دانلود رایگان مقاله محاسبه وابسته به اندازه مدول الاستیک نانو الیافی و نانو متخلخل کامپوزیت

Abstract

The present work is concerned with nanocomposites consisting of a matrix containing unidirectional nanofibers or nanopores. In such a nanocomposite, due to the exceptionally high surface-to-volume ratio of a nanofiber or nanopore, the fiber-matrix interface or pore surface stresses, which are usually neglected in determining the effective properties of classical fibrous and porous composites, have a non-negligible effect on the effective properties at the macroscopic scale. The purpose of this work is first to compute the effective elastic moduli of unidirectional nano-fibrous and nano-porous composites accounting for interface/surface stresses and second to study the dependencies of these effective moduli on the size, shape and distribution of nanofibers and nanopores in the matrix. To achieve this twofold objective, a coherent interface/surface model is adopted for the nanofiber-matrix interface and pore surface, and a numerical method based on the fast Fourier transform (FFT) is elaborated. The numerical results obtained for the effective elastic moduli of fibrous and porous nanocomposites are compared with the analytical estimates obtained from the generalized self-consistent model (GSCM), with some relevant bounds and with the corresponding numerical results provided by the extended finite element method (XFEM)/level-set approach.

Concluding remarks

In this work, the coherent imperfect interface model has been adopted for the nanofiber-matrix interfaces.
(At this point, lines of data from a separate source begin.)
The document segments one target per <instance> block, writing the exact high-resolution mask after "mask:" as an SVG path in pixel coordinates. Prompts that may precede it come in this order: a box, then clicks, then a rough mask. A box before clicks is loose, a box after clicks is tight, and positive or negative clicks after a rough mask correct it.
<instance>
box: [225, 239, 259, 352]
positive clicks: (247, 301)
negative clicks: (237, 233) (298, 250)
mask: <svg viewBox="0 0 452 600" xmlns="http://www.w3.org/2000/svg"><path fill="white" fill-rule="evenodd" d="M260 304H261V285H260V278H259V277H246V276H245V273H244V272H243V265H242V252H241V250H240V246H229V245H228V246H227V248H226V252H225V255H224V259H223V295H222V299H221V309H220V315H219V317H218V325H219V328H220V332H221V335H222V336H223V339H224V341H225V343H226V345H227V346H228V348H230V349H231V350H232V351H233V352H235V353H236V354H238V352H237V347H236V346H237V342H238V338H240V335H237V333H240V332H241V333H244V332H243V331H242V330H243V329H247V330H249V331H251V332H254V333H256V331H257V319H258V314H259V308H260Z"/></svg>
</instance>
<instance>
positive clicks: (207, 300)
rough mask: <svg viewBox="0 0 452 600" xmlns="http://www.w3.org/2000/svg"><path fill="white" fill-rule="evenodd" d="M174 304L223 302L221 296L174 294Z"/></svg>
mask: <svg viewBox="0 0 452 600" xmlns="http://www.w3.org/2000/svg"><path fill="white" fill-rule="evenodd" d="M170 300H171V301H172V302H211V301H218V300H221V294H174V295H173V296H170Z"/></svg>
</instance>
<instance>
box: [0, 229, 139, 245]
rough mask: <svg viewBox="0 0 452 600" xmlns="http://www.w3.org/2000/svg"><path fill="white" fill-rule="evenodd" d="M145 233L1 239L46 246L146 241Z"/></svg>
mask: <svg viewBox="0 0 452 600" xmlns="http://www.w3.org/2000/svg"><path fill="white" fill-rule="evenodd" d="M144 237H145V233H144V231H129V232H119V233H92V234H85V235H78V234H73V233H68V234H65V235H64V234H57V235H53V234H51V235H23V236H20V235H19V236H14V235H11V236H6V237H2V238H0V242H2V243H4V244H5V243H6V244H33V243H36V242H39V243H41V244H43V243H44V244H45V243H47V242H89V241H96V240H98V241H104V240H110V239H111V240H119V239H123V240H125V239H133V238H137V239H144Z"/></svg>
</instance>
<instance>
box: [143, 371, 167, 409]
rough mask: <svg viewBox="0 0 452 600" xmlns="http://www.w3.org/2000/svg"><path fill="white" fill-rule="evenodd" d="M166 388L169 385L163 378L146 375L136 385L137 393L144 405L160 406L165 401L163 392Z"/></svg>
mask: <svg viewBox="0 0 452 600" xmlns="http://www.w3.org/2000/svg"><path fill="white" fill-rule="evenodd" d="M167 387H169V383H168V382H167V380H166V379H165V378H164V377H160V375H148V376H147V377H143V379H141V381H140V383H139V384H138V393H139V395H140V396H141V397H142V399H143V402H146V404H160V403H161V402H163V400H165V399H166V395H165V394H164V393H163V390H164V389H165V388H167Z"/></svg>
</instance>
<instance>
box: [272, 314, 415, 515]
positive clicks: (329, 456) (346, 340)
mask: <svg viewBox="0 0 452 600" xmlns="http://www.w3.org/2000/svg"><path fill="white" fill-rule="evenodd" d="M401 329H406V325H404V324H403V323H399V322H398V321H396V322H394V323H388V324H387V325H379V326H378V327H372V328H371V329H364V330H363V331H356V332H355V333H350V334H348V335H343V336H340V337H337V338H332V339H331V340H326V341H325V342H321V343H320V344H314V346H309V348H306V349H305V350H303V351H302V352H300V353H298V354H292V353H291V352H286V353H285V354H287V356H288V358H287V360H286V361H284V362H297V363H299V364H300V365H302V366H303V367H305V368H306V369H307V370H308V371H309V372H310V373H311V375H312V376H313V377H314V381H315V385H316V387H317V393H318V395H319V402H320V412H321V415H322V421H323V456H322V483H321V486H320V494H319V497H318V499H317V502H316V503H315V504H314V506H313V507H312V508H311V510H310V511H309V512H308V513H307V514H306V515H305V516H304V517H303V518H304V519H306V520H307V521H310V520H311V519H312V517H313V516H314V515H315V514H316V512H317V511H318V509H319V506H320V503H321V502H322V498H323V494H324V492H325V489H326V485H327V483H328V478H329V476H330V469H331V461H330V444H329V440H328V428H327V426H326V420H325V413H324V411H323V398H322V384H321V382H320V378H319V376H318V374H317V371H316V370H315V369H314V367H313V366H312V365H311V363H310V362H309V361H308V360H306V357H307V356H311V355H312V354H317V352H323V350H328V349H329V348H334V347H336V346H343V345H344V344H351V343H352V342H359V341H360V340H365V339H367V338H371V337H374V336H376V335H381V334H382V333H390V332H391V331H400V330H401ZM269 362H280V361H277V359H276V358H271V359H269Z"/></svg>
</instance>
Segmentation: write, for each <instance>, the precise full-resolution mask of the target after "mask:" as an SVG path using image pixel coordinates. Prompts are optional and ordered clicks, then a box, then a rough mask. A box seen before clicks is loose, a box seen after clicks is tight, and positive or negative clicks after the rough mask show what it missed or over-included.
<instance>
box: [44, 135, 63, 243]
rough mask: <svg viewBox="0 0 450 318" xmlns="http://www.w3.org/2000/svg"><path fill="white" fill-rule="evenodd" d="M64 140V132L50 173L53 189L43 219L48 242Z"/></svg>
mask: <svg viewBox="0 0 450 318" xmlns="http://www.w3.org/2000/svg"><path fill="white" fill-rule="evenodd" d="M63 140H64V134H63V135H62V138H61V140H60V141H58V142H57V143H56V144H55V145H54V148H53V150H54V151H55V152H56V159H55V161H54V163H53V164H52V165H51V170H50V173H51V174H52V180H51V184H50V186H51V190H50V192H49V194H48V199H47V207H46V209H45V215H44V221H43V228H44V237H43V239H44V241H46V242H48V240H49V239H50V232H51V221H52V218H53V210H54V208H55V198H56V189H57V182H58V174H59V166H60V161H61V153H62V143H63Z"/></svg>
A numerical method based on the fast Fourier transform has been elaborated to compute the effective elastic moduli of periodic fibrous nanocomposites. In contrast with the case of classical composites with imperfect fibermatrix interfaces, the results obtained for the effective elastic moduli of fibrous nanocomposites show that they depend not only on the material properties of the matrix and nanofiber phases but also on the size of the cross-section of nanofibers as well as the material properties of the matrix-nanofiber interfaces. These effects increase significantly when the fiber size becomes small, displaying a significant size effect. Moreover, in the present work, the dependencies of the effective elastic moduli of periodic fibrous nanocomposites on the shapes and distributions of nanofibers embedded in the matrix phase have also been studied. Compared with the mostly used numerical method based on the finite element method (FEM), the proposed numerical method does not need to mesh the microstructure of composites. For this reason, it has no difficulties related to meshing. In addition, avoiding the difficulties of FEM in modelling the interfaces between the different phases of composites with some discontinuities conditions, the method presented in this work achieves the description of the interfaces by using the characteristic function which is explicitly determined and depends only on the form of the cross-section of fibers.